I was working on saturday because it was the 'Chorus Festival' for the school I'm currently teaching at (see last post). A whole day of competitive choir singing did get a little tedious, but when all 300-odd students linked arms and sang together at the end I was actually quite touched. The most surprising event of the day was when the parents and teachers of each grade took to the stage to sing a song. I was expecting fairly ramshackle performances, but no - they were in tune and split up into different harmonising parts. I asked someone whether they had rehearsed. Oh yes, I was told, they all came in between 7 and 9pm four or five times to practice. I'm still struggling to get my head around this. Parents gave up ten hours of their free time to practice singing for their kids' school concert? With that kind of work ethic, I'm starting to see how Japan managed to recover so quickly from losing the second world war.
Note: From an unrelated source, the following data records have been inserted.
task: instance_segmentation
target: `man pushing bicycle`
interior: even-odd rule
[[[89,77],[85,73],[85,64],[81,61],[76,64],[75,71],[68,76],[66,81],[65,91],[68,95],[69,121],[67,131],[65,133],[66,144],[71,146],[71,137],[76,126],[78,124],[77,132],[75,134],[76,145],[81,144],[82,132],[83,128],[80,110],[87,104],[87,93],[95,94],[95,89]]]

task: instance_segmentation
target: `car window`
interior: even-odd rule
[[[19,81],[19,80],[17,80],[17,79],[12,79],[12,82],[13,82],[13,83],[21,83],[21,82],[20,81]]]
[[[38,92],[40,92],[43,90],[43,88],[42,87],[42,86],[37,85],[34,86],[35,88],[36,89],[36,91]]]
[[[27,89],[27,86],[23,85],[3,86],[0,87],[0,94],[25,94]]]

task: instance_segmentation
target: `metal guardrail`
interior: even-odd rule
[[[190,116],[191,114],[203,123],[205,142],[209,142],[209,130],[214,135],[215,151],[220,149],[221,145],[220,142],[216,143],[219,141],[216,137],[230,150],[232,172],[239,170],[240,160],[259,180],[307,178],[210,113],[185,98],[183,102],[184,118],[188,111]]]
Anyway, I had monday off because of that, and today was yet another public holiday: Culture Day. The closest I came to doing anything cultural was an epic Rock Band session last night. Another ALT expressed an interest in Rock Band, so I invited him round. When he showed up with a drum-stool, I suspected he was hardcore. Turns out he's an actual drummer and guitarist (though the latter is of less use for the game) and also played Rock Band obsessively before coming out to Japan last year. He was more than a little handy. We played more-or-less solidly from 7pm to 1:30am, trying to tackle career mode on expert. It was good to play with someone who took the game that seriously, but I think maybe 6+ hours is too much - I had all sorts of addled rhythm-based dreams last night.

Alright, now I'm going to watch Return of the Jedi. I identified that Star Wars is a very conspicuous gap in my nerd knowledge; I probably have seen them all (the originals that is, I really don't care about episodes 1-3) at some point in my life, but definitely not in the last ten years. However, from the likes of Spaced, Kevin Smith movies and the work of Adam and Joe I feel like I pretty much know the plot, so I figured it was time to actually watch the trilogy. Between teaching, socialising and Playstation, it's taken me weeks to get around to them, but I think tonight is the night to put it to bed.